1. Volume 0 et Volume 1 : Zones de danger immédiat
Le volume 0 correspond à l’intérieur de la baignoire ou du receveur de douche. Aucun appareil électrique n’y est toléré. Le volume 1 s’élève jusqu’à 2,25 m au-dessus du fond de la douche ou de la baignoire. Seuls les éclairages ou chauffe-eau de très basse tension de sécurité (TBTS 12V) avec un indice IPX5 y sont admis.
2. Volume 2 et hors volume
Le volume 2 s’étend sur 60 cm autour de la douche ou de la baignoire. Vous pouvez y installer des appareils de chauffage électrique de classe II ou des luminaires adaptés (IPX4). Les prises de courant classiques (230V) et les interrupteurs standard sont strictement relégués dans la zone « hors volume », c’est-à-dire à plus de 60 cm des points d’eau.
Tableau récapitulatif des exigences par circuit (NF C 15-100)
Voici la synthèse des caractéristiques techniques obligatoires pour cabler vos principaux circuits en conformité.
| Type de circuit électrique | Section minimale des fils (Cuivre) | Calibre max du disjoncteur | Nombre maximal de points par circuit |
| Éclairage / Points lumineux | 1,5 mm² | 16 A | 8 points lumineux |
| Prises de courant (standard) | 1,5 mm² 2,5 mm² | 16 A 20 A | 8 prises max 12 prises max |
| Circuit spécialisé (Four, Lave-linge) | 2,5 mm² | 20 A | 1 seul appareil par circuit |
| Plaques de cuisson / Cuisinière | 6 mm² | 32 A | 1 seul appareil par circuit |
| Chauffage électrique (jusqu’à 4500W) | 2,5 mm² | 20 A | Variable selon la puissance cumulée |
FAQ : Vos questions sur la conformité électrique en rénovation
Quelle est la différence entre une mise en sécurité et une mise aux normes ?

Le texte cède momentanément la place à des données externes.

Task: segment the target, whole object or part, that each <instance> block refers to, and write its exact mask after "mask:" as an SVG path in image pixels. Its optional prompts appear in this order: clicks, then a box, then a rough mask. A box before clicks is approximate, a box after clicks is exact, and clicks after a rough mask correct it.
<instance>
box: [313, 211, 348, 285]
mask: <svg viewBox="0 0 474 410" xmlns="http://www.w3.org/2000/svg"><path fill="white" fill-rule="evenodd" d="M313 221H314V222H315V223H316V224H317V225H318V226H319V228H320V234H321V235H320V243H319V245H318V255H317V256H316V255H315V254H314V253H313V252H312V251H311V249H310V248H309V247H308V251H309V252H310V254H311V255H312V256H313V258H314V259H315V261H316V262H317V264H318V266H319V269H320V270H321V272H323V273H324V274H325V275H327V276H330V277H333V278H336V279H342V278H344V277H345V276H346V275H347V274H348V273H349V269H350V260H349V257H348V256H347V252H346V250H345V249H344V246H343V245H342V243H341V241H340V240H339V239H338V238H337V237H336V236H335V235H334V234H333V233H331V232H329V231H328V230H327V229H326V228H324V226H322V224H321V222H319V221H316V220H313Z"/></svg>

La mise aux normes (NF C 15-100 complète) exige d’appliquer l’ensemble de la réglementation actuelle, ce qui est obligatoire dans le neuf ou les reconstructions totales. La mise en sécurité, en revanche, consiste à éliminer les risques majeurs d’une installation ancienne (présence d’un différentiel, mise à la terre, remplacement des fusibles par des disjoncteurs, suppression des fils dénudés) sans pour autant redistribuer tout le réseau.
Le passage du Consuel est-il obligatoire après une rénovation ?
Le certificat de conformité du Consuel est obligatoire si les travaux de rénovation ont nécessité une coupure totale de l’alimentation par le gestionnaire de réseau (Enedis) ou si vous demandez un nouveau raccordement. Si vous rénovez l’intérieur sans changer le compteur général extérieur, le Consuel n’est pas administrativement imposé, mais il reste fortement conseillé pour attester de la sécurité auprès de votre assurance.
Peut-on mélanger les fils d’éclairage et de prises dans une même gaine ?
Non, la norme interdit strictement de mélanger des circuits de natures différentes ou de sections différentes dans le même conduit protecteur (gaine ICTA). Chaque circuit doit avoir ses propres conducteurs (Phase, Neutre, Terre) circulant de manière indépendante depuis le tableau de répartition.